Traveling With Danger

Travel, airplane, postcards
This column was written by Bridget Johnson.
There's a certain hell that every journalist finds herself trapped in at one time or another, those assignments that remind you there is nowhere to go but up, those local stories that grace the front page today and wind up in the birdcage tomorrow. For many, it's covering ribbon-cutting ceremonies or water-board meetings. For me, it was having to report on a lactation-award ceremony for National Breastfeeding Awareness Month — coupled with the rejection of the resignation request I submitted upon assignment.

When a journalist wrapped in the hell of her own community-fluff assignments picks up a copy of Robert Young Pelton's "The World's Most Dangerous Places," it's like a shot of editorial heroin.

Now in its fifth edition, and with a 10th-anniversary edition — "DP Professional Strength" — from HarperCollins slated to hit shelves next March, this travel guide has consistently blown the boring bus-tour variety of handbooks out of the water. My own chunky, tattered fourth edition (from where I quote) is dog-eared at the pages with convenient tip sheets, such as how to escape an anaconda attack in Colombia (you have to wait until the snake swallows you up to your knees before killing it — a tidbit Pelton gleaned from an NGO handbook) and proper bribes for Russian officials ($2 to avoid a speeding ticket, but $600 to get your phone installed quicker).

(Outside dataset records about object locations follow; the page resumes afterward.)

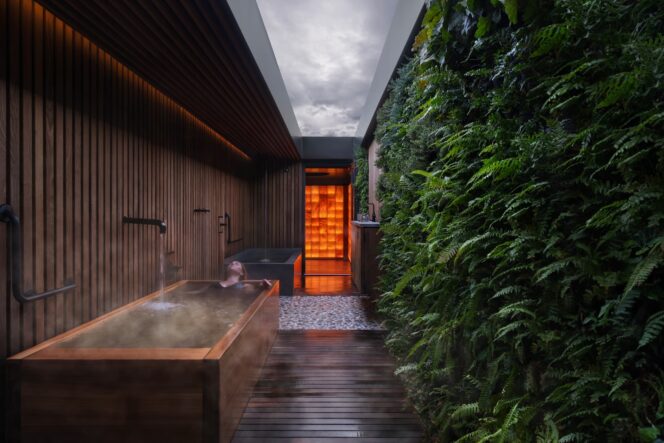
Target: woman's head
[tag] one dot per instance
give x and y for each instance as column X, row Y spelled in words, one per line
column 236, row 268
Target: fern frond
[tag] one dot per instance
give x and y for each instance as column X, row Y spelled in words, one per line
column 653, row 329
column 465, row 411
column 642, row 271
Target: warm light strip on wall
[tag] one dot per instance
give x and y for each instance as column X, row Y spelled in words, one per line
column 156, row 91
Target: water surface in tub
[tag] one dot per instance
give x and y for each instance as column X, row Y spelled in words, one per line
column 193, row 316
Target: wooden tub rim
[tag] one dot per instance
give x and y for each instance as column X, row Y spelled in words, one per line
column 47, row 351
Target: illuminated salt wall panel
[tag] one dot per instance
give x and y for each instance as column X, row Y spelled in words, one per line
column 325, row 220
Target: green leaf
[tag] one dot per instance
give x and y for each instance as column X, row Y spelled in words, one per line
column 483, row 26
column 511, row 9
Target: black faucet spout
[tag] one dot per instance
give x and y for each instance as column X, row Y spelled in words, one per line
column 146, row 221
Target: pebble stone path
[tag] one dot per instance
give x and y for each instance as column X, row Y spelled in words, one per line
column 340, row 312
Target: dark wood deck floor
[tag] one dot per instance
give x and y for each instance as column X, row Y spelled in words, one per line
column 328, row 386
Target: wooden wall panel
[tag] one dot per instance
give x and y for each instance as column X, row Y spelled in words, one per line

Nothing has ever made me want to take a sojourn in Algeria more. What better guide for crazy journalists to pick up while planning their summer vacations?

When I pitched Pelton's book on my blog's Christmas-gift guide, one reader commented that she'd heard Pelton had been kidnapped by Islamofascists. In jumped the man himself with the response: "I was kidnapped by Colombian death squads ... Islamofacists are sooooo Amish." And as he told me last week, that's not even the worst situation he's been in. This guy totally rocks.

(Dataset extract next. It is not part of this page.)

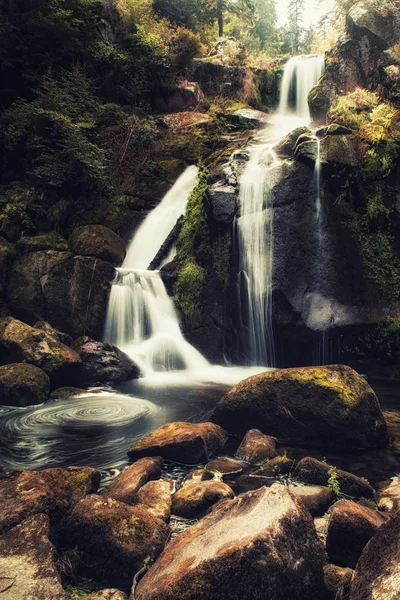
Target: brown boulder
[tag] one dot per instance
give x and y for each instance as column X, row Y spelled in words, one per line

Whenever I flip through my dog-eared DP, I begin to feel like an utterly lame journalist. It occurred to me that on my last trip to Mexico, I did more shopping than reporting. So suffice it to say I'm in awe of Pelton's fearless adventures, the guy who's survived PKK attacks and called the Taliban girly men to their faces. The week before I interviewed Pelton, I ran into George Lucas at a party and was marginally impressed. Days later, I got Pelton on the horn and quickly found myself the stammering fan so reviled in Los Angeles.

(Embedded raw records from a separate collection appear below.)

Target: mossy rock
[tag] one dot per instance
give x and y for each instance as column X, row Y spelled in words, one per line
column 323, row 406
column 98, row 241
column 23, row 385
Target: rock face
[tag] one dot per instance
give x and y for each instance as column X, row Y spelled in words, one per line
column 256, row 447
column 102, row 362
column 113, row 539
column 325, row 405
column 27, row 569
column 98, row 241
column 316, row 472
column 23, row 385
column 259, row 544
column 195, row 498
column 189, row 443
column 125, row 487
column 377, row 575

Pelton, just back from Equatorial Guinea, has packed years of adventuring expertise and stomping through war zones into a thousand pages of killer tales and invaluable tips, including:

  • From "How to Survive Being a Yankee Pig": "Don't go too native until you actually have met the natives. Some cultures can be affronted by you dressing like Gunga Din with Reeboks."
  • From "How to Survive Fundamentalist Places": "Despite other guidebooks' warnings, Muslims understand that Christians have different customs and won't lop your head off the first time you make a faux pas by passing the falafel with your left hand."
  • From "How to Survive Poor Places": "Get the guilt thing out of the way early. You're rich, they're not. They make Nikes and Kmart designer clothes, you wear them. Deal with it or go home and watch infomercials for ab machines."
  • As a journalist, I find Pelton's writing especially refreshing — he cuts through the sort of sensitive EU-speak that plagues global information sources and tells it like it is; and he is also completely cynical and sarcastic.